Quantification of power loss of interim analysis, and graphical illustration

We have now 1000 simulated trials with a hazard ratio estimate at the interim and final analysis. First, let us plot results assuming there would be no interim analysis. The horizontal lines correspond to the futility boundary, the minimal detectable difference (i.e. the hazard ratio we need to observe at the final analysis to be statistically significant), and the hazard ratio for which we specified the sample size to have 80% power at. They grey lines illustrate the hazard ratios we observe at the final analysis using these assumptions, with green lines those trials that would be statistically significant, i.e. land below the red horizontal line. These are 79.9% of trials (an estimate of the power).

plot_empty()

# plot trajectories to final only
segments(0, hr, 1, resHR[, 2], col = grey(0.9), lty = 1)

# significant trajectories
segments(0, hr, 1, resHR[resHR[, 2] <= mdd_no_interim, 2], col = 3, lty = 1)

horiz()

Now, we know that by adding a futility interim we reduce trial power, because we erroneously stop some trials that would be statistically significant at the final analysis. But how many? In order to find out we have to filter out those trials for which

  • the hazard ratio at the interim analysis is above 1 (i.e. the interim boundary for futility) but
  • below 0.818, i.e. the minimal detectable difference at the final analysis.
plot_empty()
inter_x <- cutoff / max(cutoff)
axis(side = 1, at = inter_x[1], labels = c("interim", "final")[1])
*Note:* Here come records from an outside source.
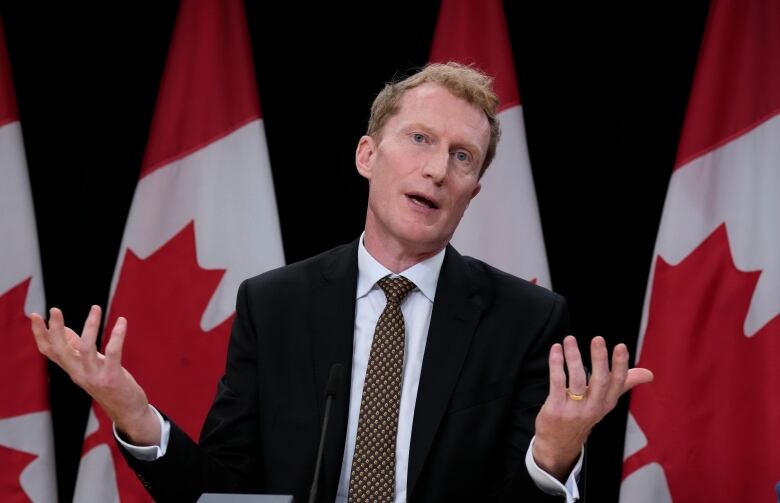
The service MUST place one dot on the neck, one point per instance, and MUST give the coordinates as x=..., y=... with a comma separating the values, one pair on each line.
x=396, y=256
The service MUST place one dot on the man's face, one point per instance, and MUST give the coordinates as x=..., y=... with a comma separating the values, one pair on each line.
x=423, y=170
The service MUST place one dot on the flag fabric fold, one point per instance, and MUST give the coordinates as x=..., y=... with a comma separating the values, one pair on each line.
x=501, y=225
x=203, y=218
x=707, y=428
x=26, y=436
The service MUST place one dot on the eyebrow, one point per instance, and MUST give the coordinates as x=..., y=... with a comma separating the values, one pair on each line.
x=475, y=150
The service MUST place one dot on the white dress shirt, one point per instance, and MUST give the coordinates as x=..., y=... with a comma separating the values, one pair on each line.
x=416, y=308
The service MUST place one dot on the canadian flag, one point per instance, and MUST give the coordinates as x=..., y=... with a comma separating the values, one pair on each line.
x=708, y=428
x=26, y=439
x=203, y=218
x=502, y=224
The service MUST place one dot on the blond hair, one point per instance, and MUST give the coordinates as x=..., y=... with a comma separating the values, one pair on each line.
x=463, y=81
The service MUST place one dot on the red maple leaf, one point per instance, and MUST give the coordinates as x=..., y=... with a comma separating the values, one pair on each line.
x=163, y=298
x=24, y=389
x=22, y=367
x=13, y=463
x=712, y=415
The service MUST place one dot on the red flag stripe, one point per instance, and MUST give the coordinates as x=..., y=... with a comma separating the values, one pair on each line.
x=737, y=78
x=460, y=37
x=210, y=54
x=8, y=111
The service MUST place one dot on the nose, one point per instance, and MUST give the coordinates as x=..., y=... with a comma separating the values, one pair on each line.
x=436, y=167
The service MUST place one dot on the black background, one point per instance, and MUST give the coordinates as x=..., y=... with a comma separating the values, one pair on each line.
x=604, y=91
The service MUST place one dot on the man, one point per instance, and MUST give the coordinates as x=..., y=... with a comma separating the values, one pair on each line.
x=440, y=405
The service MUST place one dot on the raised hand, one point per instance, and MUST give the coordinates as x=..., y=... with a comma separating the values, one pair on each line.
x=100, y=375
x=569, y=414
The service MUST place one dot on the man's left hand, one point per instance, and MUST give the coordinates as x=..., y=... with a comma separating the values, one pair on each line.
x=569, y=414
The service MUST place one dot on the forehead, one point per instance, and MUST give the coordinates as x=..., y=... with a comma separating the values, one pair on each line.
x=434, y=106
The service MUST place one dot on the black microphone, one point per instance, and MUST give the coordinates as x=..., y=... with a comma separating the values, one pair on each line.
x=331, y=390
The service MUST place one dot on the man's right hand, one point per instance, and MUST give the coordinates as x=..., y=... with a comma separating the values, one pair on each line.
x=102, y=376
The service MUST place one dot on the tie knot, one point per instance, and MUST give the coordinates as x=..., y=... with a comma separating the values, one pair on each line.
x=396, y=289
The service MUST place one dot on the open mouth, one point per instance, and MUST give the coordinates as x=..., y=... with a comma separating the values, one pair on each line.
x=423, y=201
# all trajectories including interim
segments(0, hr, inter_x[1], resHR[, 1], col = grey(0.9), lty = 1)
segments(inter_x[1], resHR[, 1], 1, resHR[, 2], col = grey(0.9), lty = 1)

# color the false negatives: stopped at interim but sig at final
ind <- (resHR[, 1] > 1 & resHR[, 2] <= mdd_no_interim)
segments(0, hr, inter_x[1], resHR[ind, 1], col = 3, lty = 1)
segments(inter_x[1], resHR[ind, 1], 1, resHR[ind, 2], col = 3, lty = 1)

horiz(vert = TRUE)

The plot above indicates those 2.2% of trials that would be erronously stopped at the futility interim analysis. This is what is typically called the power loss of the futility interim analysis.